Green Tea - The Processing Method & Tea Types

     Green tea is an unoxidized tea made from the leaves and buds of the Camellia Sinensis plant. After the leaves are plucked, they are laid out thinly to dehydrate for 1-2 hours. Green tea is set out for a shorter period so that they do not oxidize and lose their green color. When the moisture evaporates, they transition to the heating process for cooking and curling. The heating methods can vary due to techniques and region. Chinese green teas take the pan firing approach where the tea is pan or wok roasted, leaving them paler in color.

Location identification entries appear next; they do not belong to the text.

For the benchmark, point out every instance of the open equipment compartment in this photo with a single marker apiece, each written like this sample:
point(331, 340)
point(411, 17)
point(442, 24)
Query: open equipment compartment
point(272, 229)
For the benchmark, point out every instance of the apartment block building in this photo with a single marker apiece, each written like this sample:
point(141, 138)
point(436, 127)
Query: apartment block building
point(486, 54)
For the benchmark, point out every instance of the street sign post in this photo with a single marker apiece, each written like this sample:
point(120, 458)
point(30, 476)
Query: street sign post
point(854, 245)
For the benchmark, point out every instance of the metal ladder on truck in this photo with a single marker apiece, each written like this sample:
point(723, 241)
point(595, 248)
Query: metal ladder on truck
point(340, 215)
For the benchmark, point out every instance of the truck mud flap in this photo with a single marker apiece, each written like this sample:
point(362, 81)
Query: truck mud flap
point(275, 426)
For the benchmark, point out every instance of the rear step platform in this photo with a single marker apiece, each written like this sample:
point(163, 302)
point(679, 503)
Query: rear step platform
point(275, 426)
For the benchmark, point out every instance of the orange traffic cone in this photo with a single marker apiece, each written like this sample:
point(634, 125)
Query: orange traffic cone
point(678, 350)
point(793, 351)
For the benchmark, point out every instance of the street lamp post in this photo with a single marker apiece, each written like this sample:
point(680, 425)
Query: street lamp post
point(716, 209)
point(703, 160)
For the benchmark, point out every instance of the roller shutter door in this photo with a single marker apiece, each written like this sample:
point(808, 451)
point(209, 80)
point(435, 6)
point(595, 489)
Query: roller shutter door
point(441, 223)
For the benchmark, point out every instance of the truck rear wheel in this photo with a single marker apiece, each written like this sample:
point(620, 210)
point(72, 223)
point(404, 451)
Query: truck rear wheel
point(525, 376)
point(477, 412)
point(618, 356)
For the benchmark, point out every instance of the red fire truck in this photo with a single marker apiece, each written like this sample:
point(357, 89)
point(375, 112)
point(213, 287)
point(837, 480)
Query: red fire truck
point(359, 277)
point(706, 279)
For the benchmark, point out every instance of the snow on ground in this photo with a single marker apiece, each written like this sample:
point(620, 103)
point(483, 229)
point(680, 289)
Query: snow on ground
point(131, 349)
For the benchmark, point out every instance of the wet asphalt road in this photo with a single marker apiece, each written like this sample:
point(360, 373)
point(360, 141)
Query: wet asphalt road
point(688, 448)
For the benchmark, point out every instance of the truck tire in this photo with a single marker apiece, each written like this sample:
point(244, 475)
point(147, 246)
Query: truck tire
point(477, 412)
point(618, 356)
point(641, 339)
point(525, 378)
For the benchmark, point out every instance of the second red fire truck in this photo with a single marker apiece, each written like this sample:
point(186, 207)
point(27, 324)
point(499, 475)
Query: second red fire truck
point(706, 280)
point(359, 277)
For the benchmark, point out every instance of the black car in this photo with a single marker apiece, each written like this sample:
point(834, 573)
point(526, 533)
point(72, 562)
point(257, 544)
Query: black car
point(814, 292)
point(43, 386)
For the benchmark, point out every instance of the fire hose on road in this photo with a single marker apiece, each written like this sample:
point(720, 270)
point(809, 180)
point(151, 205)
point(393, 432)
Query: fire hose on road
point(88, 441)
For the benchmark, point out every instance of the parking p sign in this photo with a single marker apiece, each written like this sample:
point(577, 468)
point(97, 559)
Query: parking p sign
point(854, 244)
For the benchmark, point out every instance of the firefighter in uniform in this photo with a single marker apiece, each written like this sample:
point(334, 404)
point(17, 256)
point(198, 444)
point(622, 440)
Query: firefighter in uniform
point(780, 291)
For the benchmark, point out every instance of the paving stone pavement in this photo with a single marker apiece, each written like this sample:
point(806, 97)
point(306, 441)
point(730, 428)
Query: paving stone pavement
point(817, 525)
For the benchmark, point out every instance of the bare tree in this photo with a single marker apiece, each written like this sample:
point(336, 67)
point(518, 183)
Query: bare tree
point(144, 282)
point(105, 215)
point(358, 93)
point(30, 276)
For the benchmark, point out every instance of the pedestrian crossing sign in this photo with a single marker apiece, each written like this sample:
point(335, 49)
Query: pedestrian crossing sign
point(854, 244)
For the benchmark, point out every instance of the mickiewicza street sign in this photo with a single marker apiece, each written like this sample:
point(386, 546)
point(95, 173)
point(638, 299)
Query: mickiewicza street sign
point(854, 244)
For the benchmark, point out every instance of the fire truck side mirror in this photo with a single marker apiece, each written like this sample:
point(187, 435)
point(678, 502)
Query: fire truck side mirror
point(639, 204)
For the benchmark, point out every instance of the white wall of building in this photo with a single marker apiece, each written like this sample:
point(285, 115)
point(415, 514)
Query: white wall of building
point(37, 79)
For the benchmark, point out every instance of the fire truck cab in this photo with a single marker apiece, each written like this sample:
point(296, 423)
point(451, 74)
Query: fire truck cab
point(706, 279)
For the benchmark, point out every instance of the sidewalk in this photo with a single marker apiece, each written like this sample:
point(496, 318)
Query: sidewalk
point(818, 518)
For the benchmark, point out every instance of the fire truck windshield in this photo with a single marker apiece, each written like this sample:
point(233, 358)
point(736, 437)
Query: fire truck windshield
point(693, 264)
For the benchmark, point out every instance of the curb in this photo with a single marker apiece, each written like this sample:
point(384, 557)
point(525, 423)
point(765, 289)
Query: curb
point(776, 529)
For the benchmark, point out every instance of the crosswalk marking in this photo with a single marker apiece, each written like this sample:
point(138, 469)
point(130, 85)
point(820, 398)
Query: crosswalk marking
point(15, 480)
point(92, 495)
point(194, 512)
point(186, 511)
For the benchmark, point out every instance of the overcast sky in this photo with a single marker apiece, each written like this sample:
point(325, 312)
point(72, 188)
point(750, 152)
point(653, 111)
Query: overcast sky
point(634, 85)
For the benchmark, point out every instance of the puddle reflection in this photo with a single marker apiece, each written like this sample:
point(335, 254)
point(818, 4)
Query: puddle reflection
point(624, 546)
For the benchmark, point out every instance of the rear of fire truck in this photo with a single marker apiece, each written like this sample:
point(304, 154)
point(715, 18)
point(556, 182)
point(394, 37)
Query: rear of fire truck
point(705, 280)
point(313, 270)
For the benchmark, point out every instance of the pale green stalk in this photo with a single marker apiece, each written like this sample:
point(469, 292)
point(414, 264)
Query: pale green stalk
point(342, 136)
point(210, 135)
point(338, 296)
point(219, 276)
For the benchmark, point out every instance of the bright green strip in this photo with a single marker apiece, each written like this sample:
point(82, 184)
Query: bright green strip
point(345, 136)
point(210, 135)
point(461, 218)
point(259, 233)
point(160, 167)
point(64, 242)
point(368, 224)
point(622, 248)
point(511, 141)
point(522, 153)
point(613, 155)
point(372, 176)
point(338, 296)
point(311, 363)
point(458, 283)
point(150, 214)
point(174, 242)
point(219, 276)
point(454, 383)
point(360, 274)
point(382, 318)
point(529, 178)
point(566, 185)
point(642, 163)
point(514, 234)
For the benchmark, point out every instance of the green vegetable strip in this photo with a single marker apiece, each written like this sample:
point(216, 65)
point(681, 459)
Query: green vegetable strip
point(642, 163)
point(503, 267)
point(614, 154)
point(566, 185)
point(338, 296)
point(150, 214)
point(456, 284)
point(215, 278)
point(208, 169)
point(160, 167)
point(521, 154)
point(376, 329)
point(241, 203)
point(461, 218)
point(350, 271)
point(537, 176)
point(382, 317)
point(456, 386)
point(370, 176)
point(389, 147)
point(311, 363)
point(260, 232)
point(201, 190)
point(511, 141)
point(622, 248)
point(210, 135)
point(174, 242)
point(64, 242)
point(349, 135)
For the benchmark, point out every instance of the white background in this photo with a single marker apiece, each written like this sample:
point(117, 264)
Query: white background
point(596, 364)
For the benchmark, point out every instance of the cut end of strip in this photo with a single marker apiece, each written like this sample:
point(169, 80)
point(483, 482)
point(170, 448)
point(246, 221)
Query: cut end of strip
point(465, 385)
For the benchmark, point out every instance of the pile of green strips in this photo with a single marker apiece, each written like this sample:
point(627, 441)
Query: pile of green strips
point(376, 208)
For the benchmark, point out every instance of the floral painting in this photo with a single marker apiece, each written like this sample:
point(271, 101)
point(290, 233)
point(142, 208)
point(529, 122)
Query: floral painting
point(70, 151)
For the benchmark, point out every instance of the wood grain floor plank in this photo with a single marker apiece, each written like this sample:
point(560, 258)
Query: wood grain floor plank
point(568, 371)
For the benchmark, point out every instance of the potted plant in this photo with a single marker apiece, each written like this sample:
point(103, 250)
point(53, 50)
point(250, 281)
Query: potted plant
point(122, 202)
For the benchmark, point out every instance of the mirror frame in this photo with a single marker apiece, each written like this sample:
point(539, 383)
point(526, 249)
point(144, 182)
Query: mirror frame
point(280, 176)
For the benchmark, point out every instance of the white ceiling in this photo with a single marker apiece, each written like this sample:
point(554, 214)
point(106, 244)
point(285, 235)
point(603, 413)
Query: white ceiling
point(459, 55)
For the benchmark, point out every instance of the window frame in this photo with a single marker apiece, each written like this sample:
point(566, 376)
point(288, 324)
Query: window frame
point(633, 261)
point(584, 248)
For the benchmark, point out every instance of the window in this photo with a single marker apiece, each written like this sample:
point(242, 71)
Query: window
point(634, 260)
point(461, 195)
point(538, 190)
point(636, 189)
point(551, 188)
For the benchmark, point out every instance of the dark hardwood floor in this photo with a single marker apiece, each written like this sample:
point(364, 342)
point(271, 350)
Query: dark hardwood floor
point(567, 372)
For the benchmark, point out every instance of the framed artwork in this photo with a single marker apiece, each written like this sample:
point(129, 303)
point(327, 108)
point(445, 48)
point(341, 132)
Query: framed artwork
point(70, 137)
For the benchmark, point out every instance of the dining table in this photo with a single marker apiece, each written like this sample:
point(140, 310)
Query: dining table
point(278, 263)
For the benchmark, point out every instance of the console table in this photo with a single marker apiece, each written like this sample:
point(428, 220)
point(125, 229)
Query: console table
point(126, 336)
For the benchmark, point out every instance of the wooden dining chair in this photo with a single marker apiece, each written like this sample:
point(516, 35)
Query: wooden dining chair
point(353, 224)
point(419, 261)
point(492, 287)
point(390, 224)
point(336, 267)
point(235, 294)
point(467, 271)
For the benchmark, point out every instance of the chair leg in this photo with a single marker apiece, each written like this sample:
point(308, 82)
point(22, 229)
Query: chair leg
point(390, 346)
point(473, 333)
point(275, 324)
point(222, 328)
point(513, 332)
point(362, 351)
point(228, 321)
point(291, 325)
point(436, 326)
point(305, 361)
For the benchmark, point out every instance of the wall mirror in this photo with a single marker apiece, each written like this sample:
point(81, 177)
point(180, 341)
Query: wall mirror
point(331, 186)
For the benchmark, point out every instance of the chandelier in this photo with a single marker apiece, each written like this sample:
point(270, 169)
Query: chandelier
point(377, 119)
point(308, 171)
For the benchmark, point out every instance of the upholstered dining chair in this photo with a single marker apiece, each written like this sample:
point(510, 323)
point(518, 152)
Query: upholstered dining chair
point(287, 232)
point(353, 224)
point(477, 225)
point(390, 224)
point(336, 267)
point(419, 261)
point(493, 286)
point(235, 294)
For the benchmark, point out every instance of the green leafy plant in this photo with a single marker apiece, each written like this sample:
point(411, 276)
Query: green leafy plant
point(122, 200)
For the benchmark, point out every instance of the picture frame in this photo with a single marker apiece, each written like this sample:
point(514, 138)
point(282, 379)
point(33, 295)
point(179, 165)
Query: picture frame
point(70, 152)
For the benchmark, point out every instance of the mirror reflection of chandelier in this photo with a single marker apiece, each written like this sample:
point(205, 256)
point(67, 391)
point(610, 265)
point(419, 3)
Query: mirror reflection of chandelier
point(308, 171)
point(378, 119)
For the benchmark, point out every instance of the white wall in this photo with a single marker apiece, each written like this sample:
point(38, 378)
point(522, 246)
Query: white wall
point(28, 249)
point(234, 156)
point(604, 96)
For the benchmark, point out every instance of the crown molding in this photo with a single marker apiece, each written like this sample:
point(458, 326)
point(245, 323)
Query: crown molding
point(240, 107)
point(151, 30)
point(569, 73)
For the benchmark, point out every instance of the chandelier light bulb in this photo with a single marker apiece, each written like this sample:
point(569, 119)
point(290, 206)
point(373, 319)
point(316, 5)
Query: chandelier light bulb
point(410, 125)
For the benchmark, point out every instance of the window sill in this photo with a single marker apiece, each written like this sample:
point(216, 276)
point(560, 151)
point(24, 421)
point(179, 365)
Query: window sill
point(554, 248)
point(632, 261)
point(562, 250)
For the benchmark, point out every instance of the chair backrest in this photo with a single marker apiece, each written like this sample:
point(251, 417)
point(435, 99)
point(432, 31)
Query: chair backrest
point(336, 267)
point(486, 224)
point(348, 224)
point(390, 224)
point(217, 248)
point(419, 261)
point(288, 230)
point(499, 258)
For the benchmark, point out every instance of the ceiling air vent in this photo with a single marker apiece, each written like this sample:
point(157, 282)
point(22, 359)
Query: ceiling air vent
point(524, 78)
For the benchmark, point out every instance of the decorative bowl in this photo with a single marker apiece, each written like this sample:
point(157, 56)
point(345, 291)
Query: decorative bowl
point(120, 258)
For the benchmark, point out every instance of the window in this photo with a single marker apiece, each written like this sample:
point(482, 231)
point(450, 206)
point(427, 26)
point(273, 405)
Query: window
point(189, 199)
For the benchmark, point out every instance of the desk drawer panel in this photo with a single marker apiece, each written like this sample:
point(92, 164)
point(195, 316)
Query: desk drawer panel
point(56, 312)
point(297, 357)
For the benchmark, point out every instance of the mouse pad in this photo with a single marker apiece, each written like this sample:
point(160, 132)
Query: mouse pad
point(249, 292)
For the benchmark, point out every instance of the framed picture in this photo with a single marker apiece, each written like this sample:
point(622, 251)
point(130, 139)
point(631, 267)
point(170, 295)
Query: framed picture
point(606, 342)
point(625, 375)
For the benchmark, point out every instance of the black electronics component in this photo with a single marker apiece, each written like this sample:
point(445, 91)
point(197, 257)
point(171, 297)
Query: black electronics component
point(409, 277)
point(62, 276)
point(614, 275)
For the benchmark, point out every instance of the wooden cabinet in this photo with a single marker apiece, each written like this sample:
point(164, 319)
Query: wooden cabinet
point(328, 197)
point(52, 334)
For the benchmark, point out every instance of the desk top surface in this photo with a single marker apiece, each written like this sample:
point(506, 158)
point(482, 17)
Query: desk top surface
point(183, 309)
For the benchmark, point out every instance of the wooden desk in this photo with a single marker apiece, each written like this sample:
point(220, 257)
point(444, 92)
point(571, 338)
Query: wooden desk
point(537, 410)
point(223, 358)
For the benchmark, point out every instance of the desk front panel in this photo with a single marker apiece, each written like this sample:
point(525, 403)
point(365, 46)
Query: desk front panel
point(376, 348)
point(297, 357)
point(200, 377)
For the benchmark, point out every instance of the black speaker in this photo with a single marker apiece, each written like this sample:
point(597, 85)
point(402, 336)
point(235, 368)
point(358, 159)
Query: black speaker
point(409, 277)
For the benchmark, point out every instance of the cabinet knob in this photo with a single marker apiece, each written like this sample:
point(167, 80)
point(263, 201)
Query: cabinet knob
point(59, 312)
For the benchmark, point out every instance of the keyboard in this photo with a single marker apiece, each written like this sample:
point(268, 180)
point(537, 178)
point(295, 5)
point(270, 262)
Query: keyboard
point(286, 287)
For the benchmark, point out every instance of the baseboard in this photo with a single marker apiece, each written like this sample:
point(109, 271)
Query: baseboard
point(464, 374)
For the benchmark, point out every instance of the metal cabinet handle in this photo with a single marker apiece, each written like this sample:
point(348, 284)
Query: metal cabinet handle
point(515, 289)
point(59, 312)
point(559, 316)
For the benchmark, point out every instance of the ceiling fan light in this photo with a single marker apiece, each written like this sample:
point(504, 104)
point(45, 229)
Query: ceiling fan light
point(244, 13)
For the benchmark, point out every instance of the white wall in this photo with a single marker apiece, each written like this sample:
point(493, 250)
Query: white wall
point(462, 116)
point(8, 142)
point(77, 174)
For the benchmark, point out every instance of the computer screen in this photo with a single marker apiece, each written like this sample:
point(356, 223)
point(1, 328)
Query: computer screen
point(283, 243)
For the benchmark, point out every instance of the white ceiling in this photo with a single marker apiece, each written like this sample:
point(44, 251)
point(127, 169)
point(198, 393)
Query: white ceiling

The Japanese method is to deep steam the teas, which gives them a brighter green color. The last step is to roll, curl, or twist the tea leaves by hand to wring out any excess water or sap. This part of the process also helps define the different tea types. 


Tea Types (From China):

*There are way more types of green teas than the ones I have listed below. These teas are my favorite and the ones that you will most likely come across. 

Gunpowder: It is the most popular type of Chinese green teas, grown in the Zhejiang Province of China. Gunpowder gets its name because the tea leaves are rolled into tiny pellets and give off a smoky flavor. 

Dragonwell (Long Jing): Like Gunpowder, this tea grows in the Zhejiang Province of China. The tea leaves are flat, have bright jade hue, and has a clean and mellow flavor. 

Yun Wu (Cloud & Mist): This tea is grown in the higher altitudes of the Zhejiang Province mountains. Due to the higher elevations, the tea leaves get hovered by clouds resulting in tea flavor that is light and sweet. 


Tea Types (From Japan): 

Sencha: The most common green tea from Japan and one that is often regarded as an "everyday tea." This tea is directly exposed to sunlight and is processed using the boiling (decoction) method, which gives it a bright grassy flavor. 

Jade Dew (Gyokuro): This tea is highly sought after in Japan. The leaves are flat and pointed and unlike Sencha, are grown in the shade. Jade Dew has high levels of chlorophyll and brews a tea that is bright green in color and sweet in flavor. 

Matcha: This is a powdered green tea from the Uji region of Japan. Matcha is made from high-quality green tea leaves that grow in the shade. The grinding process of the whole leaves gives the tea a lot of flavor and texture and much more caffeine than a typical cup of steeped tea.